Kesaksian Warga Setelah Andrie Yunus Disiram Air Keras dan Pakaian yang Rusak
Daftar isi:
Dua orang saksi bernama Muhammad Hidayat dan Pajri menceritakan momen setelah insiden penyiraman air keras yang dialami oleh aktivis HAM Andrie Yunus pada malam tanggal 12 Maret di Jakarta Pusat. Dalam kesaksiannya, Hidayat berusaha mengejar pelaku yang melarikan diri sesaat setelah melakukan tindakan brutal tersebut, menandai langkah awal dari proses hukum yang rumit.
Hidayat, bersama Pajri dan Buyung, saat itu berada di pos keamanan ketika mereka mendengar teriakan minta tolong. Mereka segera berlari menuju lokasi kejadian hanya untuk melihat Andrie dalam kondisi parah, berteriak kesakitan akibat tindakan tersebut.
Dalam persidangan yang dilangsungkan di Pengadilan Militer, Hidayat menjadi saksi untuk kasus yang melibatkan empat terdakwa. Ia menjelaskan bagaimana ia merasa terdorong untuk menolong Andrie dan mengejar para pelaku yang kabur ke arah rumah sakit terdekat.
Penyiraman Air Keras dan Reaksi Masyarakat
Insiden penyiraman air keras kepada Andrie Yunus memicu keprihatinan besar dari banyak kalangan, baik masyarakat umum maupun aktivis. Peristiwa ini menjadi sorotan publik dan menimbulkan banyak pertanyaan mengenai keselamatan aktivis di Indonesia.
Masyarakat mulai bersuara, meminta agar tindakan kejam seperti itu tidak hanya dihentikan, tetapi juga diusut tuntas. Andrie, yang dikenal karena perjuangannya melawan militerisme, menarik perhatian dengan ceritanya yang menyentuh banyak orang.
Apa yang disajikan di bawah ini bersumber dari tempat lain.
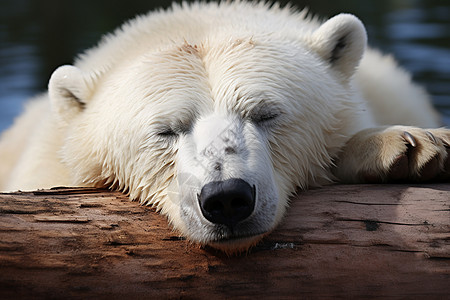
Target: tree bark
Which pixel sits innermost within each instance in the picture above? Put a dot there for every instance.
(336, 242)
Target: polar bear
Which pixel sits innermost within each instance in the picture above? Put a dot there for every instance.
(216, 113)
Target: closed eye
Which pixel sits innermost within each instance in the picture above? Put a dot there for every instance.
(265, 117)
(167, 132)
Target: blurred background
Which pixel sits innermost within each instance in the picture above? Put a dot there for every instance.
(37, 36)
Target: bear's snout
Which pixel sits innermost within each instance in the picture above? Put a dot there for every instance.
(227, 202)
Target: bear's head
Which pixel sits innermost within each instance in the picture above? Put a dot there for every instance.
(216, 133)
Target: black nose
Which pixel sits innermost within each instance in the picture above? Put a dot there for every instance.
(227, 202)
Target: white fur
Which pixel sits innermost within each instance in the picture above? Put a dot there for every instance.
(157, 105)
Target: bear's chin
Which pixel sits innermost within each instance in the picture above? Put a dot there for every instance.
(235, 246)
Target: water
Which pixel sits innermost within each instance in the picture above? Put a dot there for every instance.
(37, 36)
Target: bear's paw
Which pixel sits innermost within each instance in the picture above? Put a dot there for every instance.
(396, 154)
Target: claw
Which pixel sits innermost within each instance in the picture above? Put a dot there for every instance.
(409, 138)
(431, 137)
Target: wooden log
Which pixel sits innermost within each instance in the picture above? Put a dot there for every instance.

Hidayat mengungkapkan bahwa Andrie saat itu mengalami kesakitan yang hebat. Dia menyaksikan Andrie bertelanjang dada dan melihat ada luka bakar di sebagian kulit tubuhnya akibat air keras yang disiramkan. Momen tersebut menandai tidak hanya kekerasan fisik tetapi juga penyerangan terhadap kebebasan berekspresi.
Proses Hukum dan Kesaksian di Pengadilan
Hidayat memberikan kesaksian yang detail tentang kejadian yang dia lihat selama insiden tersebut. Dia melaporkan bahwa saat dia tiba di lokasi, Andrie sudah dalam keadaan yang sangat memprihatinkan. Pertanyaan yang diajukan oleh oditur berfokus pada detail-detail penting dari pengalaman Hidayat.
Hidayat menjelaskan bahwa dia mendapati banyak barang milik Andrie, seperti jaket dan tas, rusak terkena air keras. Hal ini menunjukkan intensitas serangan dan dampak dari tindakan kekerasan tersebut. Oditur pun menanyakan seberapa jauh Hidayat mengejar para pelaku.
Dia merespons bahwa dia berusaha mengejar pelaku sejauh kira-kira seratus meter dengan menggunakan motor Andrie. Namun, upaya tersebut tak membuahkan hasil karena pelaku berhasil melarikan diri. Hidayat mengungkapkan bahwa cairan keras yang tertinggal di motor Andrie juga sempat mengakibatkan celananya rusak.
Motif di Balik Tindakan Kekerasan Terhadap Andrie
Selama persidangan, terungkap bahwa para terdakwa memiliki motif di balik tindakan mereka. Mereka menganggap bahwa Andrie sering menyuarakan isu-isu yang dianggap mempermalukan institusi TNI, terutama terkait dengan perluasan militerisme di ranah sipil.
Kejadian sebelumnya, di mana Andrie dan sejumlah aktivis masyarakat sipil menginterupsi rapat tertutup antara DPR dan TNI, juga disebutkan sebagai latar belakang dari insiden ini. Tindakan tersebut dinilai menantang otoritas TNI dan menyebabkan kemarahan di kalangan beberapa oknum.
Oditur menyatakan bahwa para terdakwa merasa terprovokasi dan melakukan penyiraman air keras sebagai bentuk balasan. Ini menggambarkan bagaimana tindakan kekerasan dibenarkan oleh beberapa kelompok berdasarkan perbedaan pandangan dan ketidakpuasan.